What to Do If You Can't Resist Reaching Out to an Ex
It can be hard to let go of important relationships in our lives. Suddenly you have much more time in your life. How will you fill it? Instead of reaching for the phone to contact your ex when you're feeling down or bored, view this newfound gap in your life as an opportunity. Are their friends you would like to reconnect with? An activity or class you've always wanted to look into? Or maybe you would benefit from just having the space to put your past relationship in perspective and think about what you'd like to see in your future. The period after a break up can be a good chance to do all these things.
What If Your Ex Keeps Contacting You?
Does it seem like your ex is looking for reasons to stay in contact with you? He or she might be reevaluating their decision to break up. How do you feel about this? If you are reconsidering the split as well, think hard before making any moves in the direction of getting back together. Here are a few questions you might ask yourself before thinking about reconciling:
- What were the issues that were deal-breakers for me in the past? Have these issues changed?
- Am I wanting to get back together with my ex simply because I am lonely or bored?
- If we got back together, are we both prepared to make the changes necessary for the relationship to work this time?
- Is getting back together in my best interest in the long run?

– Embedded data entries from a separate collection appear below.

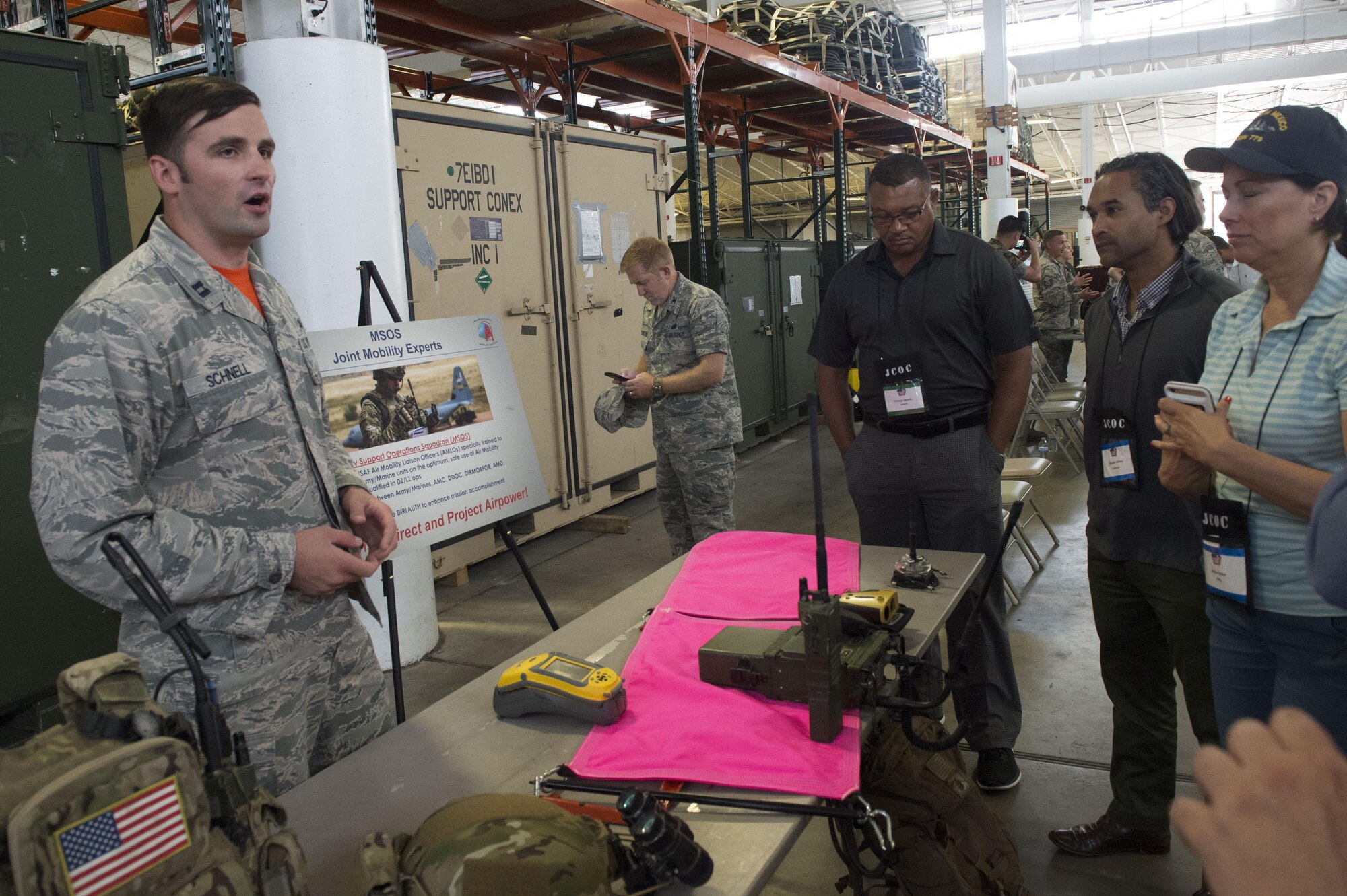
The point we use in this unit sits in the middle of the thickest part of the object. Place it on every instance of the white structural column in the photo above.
(329, 108)
(996, 92)
(1089, 254)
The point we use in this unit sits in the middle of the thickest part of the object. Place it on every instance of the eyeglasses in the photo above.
(906, 218)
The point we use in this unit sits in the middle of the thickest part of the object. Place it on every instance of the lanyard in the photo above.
(1276, 386)
(1142, 361)
(898, 292)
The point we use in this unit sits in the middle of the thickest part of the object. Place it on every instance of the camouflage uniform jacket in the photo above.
(1018, 264)
(1201, 246)
(1054, 296)
(674, 337)
(172, 412)
(379, 421)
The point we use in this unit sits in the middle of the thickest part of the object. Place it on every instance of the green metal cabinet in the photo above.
(771, 288)
(63, 223)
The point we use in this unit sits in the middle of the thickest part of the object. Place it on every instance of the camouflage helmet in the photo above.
(495, 844)
(615, 409)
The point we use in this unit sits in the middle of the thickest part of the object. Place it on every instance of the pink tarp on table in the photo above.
(680, 728)
(756, 575)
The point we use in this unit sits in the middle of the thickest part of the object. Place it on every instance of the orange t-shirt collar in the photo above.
(242, 277)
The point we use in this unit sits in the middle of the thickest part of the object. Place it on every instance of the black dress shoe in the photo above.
(1107, 837)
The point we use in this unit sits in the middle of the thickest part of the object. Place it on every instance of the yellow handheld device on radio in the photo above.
(878, 606)
(564, 685)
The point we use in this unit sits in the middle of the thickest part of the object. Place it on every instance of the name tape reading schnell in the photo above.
(464, 514)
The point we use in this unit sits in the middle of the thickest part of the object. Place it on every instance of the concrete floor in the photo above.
(1066, 742)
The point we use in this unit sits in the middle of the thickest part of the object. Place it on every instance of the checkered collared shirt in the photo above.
(1147, 299)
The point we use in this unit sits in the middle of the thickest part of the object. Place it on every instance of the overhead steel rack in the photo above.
(708, 86)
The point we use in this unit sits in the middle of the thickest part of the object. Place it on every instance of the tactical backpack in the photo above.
(948, 841)
(117, 798)
(490, 846)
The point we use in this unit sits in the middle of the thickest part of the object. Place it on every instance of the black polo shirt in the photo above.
(957, 308)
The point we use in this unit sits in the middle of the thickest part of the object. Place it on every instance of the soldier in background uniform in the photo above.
(1026, 263)
(1200, 245)
(386, 416)
(688, 369)
(183, 407)
(1057, 298)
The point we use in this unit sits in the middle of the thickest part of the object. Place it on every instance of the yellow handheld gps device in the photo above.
(878, 606)
(564, 685)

Will this relationship be healthy for me now and in the future?
- When I think about us getting back together, what kinds of concerns do I have?
- Do I really want to put the emotional time and effort into investing in this person again? Or would I really rather have a fresh start with someone else?
- What do the trusted people in my life think about the idea of me resuming this relationship? Do they think this is a good idea or a bad one?
- Am I comfortable being on my own? If not, why not?
- If I'm thinking more with my head than my heart, what would my decision be?
Break ups are never easy. After having been so close with someone, then having that relationship end, it can be difficult to know how, or if, to communicate with them again. Think about the kind of person you want to be. What kinds of behaviors will help you get there? Are you sabotaging your efforts by staying in touch with an ex when you really need to let go? Only you know the answers to these questions, so take the time and be honest with yourself. Listen to the advice of people who love you and want the best for you. Consider talking with a counselor for an objective outside perspective. Then move on in the direction that works best for you.